Ferrari didn't waver with its set-up and as the track got better its lower downforce and drag approach started to bring the rewards

Getting the best out of a car for each individual track is about the set-up compromises that you have to make. At venues such as Monaco, Hungary and Singapore, which are all maximum downforce, it's just about how much downforce you can generate, and from what we've seen so far in 2019, Mercedes seems to have that edge. But for a track like Montreal the compromise set-up is very different.

Montreal is a circuit where you can actually run a fairly wide downforce range and produce a very similar lap time. Just taking the two cars at the front of the field, Mercedes looks like it had chosen to run at the higher end of the downforce, and hence drag, level. This will give it less risk of potential tyre warm-up issues and reduced tyre degradation, but at the price of slower straightline speed.

Ferrari, on the other hand, is at the lower end of the downforce, and hence drag, level, so might just suffer more tyre warm-up issues and worse degradation. But even if those problems do arise, it will keep a straightline-speed advantage.

Other than the four wheels and tyres, the rear wing is one of the highest drag components on a current F1 car. But its angle and its configuration is adjustable, and if you look at pictures of various cars from Montreal, you'll see the differences in set-up that I'm talking about.

As a very rough rule of thumb, a wing angle reduction that would equate to a loss of 10kg of downforce will give you a speed increase of around 1km/h. So if you're looking for 10km/h, you need to give up roughly 100kg of downforce. When you consider that current F1 cars produce around 1400kg of downforce at around 250km/h, that 100kg is quite a large percentage.

All things being equal and the tyres warming up as required, the Mercedes will be faster through the corners and the Ferrari will be faster down the straight.

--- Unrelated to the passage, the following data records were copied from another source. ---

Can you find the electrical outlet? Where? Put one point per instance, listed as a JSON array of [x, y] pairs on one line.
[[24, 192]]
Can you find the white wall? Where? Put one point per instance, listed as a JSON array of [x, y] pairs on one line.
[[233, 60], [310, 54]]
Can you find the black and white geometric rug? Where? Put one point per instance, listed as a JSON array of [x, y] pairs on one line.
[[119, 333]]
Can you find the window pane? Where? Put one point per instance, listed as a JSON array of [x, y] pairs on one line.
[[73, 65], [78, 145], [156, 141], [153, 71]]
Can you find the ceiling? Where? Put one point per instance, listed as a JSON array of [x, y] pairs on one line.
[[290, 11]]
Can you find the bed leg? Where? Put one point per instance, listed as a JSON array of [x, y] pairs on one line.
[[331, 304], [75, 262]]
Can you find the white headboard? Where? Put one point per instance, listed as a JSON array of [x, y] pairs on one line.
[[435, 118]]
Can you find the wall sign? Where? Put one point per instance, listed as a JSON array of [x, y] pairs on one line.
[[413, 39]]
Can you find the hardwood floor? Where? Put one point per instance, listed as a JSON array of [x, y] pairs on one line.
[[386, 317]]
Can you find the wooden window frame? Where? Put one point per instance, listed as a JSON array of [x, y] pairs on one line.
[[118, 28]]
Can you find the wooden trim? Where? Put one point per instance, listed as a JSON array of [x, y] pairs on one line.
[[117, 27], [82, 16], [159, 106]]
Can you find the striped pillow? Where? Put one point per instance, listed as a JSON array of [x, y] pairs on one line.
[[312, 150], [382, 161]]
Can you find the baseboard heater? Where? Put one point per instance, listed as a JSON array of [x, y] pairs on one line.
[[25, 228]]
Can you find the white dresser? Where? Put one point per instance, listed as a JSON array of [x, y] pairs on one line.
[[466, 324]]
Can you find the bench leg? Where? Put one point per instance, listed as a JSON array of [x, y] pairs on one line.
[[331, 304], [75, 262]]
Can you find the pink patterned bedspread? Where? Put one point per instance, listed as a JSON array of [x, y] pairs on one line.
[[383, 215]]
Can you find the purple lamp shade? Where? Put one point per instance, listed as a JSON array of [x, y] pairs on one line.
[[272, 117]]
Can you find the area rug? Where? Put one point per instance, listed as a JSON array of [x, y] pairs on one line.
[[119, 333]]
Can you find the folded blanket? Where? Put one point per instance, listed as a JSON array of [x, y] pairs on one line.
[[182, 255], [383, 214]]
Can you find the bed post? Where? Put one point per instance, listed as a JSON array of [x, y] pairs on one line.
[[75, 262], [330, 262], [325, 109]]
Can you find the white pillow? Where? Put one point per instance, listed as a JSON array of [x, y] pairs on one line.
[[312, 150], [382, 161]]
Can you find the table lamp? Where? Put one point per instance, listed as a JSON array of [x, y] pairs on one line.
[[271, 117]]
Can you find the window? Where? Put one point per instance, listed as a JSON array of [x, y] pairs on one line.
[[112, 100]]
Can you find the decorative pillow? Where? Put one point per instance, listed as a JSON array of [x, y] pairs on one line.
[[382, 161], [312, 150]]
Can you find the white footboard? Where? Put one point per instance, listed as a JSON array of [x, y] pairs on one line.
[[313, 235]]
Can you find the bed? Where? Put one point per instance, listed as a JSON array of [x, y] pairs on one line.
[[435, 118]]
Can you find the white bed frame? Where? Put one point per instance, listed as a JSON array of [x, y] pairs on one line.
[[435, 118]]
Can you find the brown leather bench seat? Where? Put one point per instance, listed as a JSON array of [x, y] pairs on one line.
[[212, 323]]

And that is the set-up that each team's individual simulations have shown is the best compromise for each of them.

Each team will have run through countless simulations and as long as the data they have fed into those simulations is correct, then their individual set-ups will be the result. But they won't have the data on what the grip level would be for driving around on the roads of a construction site, which is what Montreal looked like for at least the first day given its dirty surface.

That's the sort of thing that can really throw you astray. Mercedes would initially have been in better shape, but Ferrari didn't waver with its set-up and as the track got better its lower downforce and drag approach started to bring rewards.

Would Mercedes be slower around the corners with less downforce and hence less drag? Probably. Would it be faster on the straights? Definitely. Would it produce a faster lap time? Possibly, but those simulations show that what it had is the best for its situation.

The exact opposite is true for Ferrari. Again, its simulations show that what it's running is the best for its design.

Adding more confusion to the equation, along comes the dreaded DRS, which at a place like Montreal can give you a speed increase in excess of 15km/h. So a higher downforce producing car tucked in behind a lower downforce producing car with its DRS open will be looking after the tyres better and might just have the chance of nipping past.

That's what Mercedes was banking on if Ferrari qualified ahead. If you look back at when Red Bull won four world championships, its car was a rocketship as far as lap time was concerned, but not fast on the straights.

If Red Bull qualified on pole, which it often did, and could get away at the start, which it often did, then job done. If it didn't, then the team hit trouble.

Vettel showed that being able to get out of the DRS zone over the first couple of laps meant that Mercedes, with its deficit in straightline speed, was not able to challenge down Montreal's long straights.

So, in effect, as far as Ferrari and Vettel were concerned, job done. That was until the stewards stepped in, turning what should have been a memorable race into one that will always be looked back on for the wrong reasons.